Re: Blank Nodes and SPARQL

Seaborne, Andy wrote:

[snipping quite a bit]

> The data provider could have chosen to provide a URI to a graph node.  By
> using a blank node, they are stopping clients directly addressing that
> node in
> the graph.  Maybe there is a reason for that.  There seems to be a tension
> between publisher and consumer of the data here.  Why did the data
> publishers
> choose that data model over, say an rdf:Seq?

This tension is being introduced ex post facto.  The use of bnodes has
always restricted linkability, and not accessibility.
As for why choose lists over a sequence, the answer has to do with
modeling.  It's impossible to express restrictions on an infinite number
of properties in the current ontology languages.


> The working group has decide to postpone the issue of accessing RDF
> collections:
>
> http://lists.w3.org/Archives/Public/public-rdf-dawg-comments/2005Jun/0016.html
>
>
> One of the reasons is because there are non-query ways of addressing the
> matter.  FOAF's approach is inverse functional properties; inference may
> also
> be used.

As I've said before, accessing lists is just one repercussion of not
being able to directly address bnodes.  Not only that, the proposed
solution has little use where order needs to be maintained.

There are also containers other than the RDF sanctified ones.  Take
OWL-S, for instance.  They define a shadow list class at
http://www.daml.org/services/owl-s/1.1/generic/ObjectList.owl
The rdf:member predicate won't help at all in these cases.

It's a separate issue, but you can read about why they had to do this
here: http://www.w3.org/Submission/OWL-S/#AppendixB
It boils down to an OWL-DL syntax issue.

As for inverse functional properties, I've already shown many cases
where bnodes are used as syntax in various rdf based languages.

Even in foaf, there are many cases where either
a) The IFPs just aren't available on a node.
b) The IFPs are not trustworthy (ie, foaf:homepage and LiveJournal)

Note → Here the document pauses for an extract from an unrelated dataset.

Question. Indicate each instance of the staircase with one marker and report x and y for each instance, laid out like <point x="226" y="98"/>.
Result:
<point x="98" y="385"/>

Inferencing doesn't help in any of these three cases, and actually hurts
in the second part of the last case.  Also, relying on inferencing is
rather painful, because the cases where bnodes are going to hurt worst
are aggregated data sets (search engines).  Adding an inferencing layer
on top of such large stores is going to cost.


> ==== Protocol
>
> RDQL/Jena has had for some while the ability to pass in values for
> variables
> at the start of query execution.  One use of this is to pass in programming
> language level objects, include bNodes, so that the all solutions of the
> query
> have that a fixed value for a variable.  It's a mechanism akin to SQL
> client
> templates but done by naming, not position.
>
> This can be extended to the SPARQL protocol:
>
>        ?query=SELECT...&varX=bNode:xyz&...
>
> Use
>   SELECT ?item ?tail WHERE { ?x rdf:first ?item ; rdf:rest ?tail }
> which becomes at the server:
>   SELECT ?item ?tail WHERE { <bnode(xyz)> rdf:first ?item ; rdf:rest
> ?tail }

Slick and useful beyond the scope of bnodes.
I see several benefits:
a) It's easy for the protocol layer of a sparql server determine for
itself whether and how it allows bnode access
b) Lets you have template queries that don't need to be munged.  There
are a wide variety of apps where it's just easier not to be doing string
substitutions.
c) Provides a limited hook for access control to a sparql store.  The
protocol layer can have a list of valid queries for a given access level
that must string match exactly, but can be parameterized.
d) Provides consistency in selecting bnodes, uris, and literals.
e) It's implementable, if not efficiently, on top of almost sparql query
engine.  Just filter the results on the way out.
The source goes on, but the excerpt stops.